The risk to your digital reputation is high. The opportunity to cyber bully is elevated. The attack on cyber safety is raised. A photo arrives on your phone, you have 7 seconds to view it and it disappears into thin air. You can’t take a screen shot, you can’t save it, you can’t use it as evidence. With the new, month old,
Snapchat App, photos can be sent and timed to automatically delete from the receiver’s account at a time designated by the sender. The cynical amongst us might wonder if programmers have identified a niche market and are exploiting it. The demographic could at best be labelled the impetuous teen and at worst the mean teen. This app, available on mobile devicces allows the account holder to select a photo, designate a period of time that it can be viewed and send it. The receiver has only the designated time to view it and then the photo disappears. It is hard to think of positive uses for this app and sadly equally easy to imagine the worst. On a positive note it is intended that by using Snapchat a photo cannot be shared.

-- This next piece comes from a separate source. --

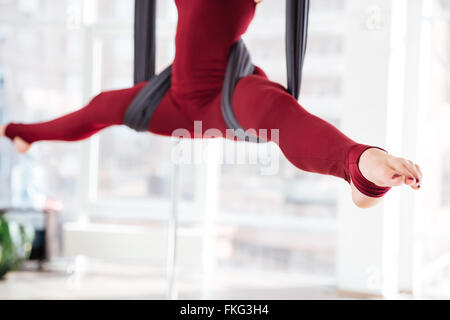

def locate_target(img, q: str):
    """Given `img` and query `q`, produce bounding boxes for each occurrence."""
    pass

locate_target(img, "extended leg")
[233,75,421,206]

However 110 million photos have been sent and while it seems that it is impossible to take a screen shot, another camera device can take a pic of the screen and more ominously Snapchat has recently updated its disclaimer policy to state that while it attempts to ensure that photos are immediately erased from its servers:
‘it cannot guarantee that the message data will be deleted in every case…..Messages, therefore, are sent at the risk of the user.’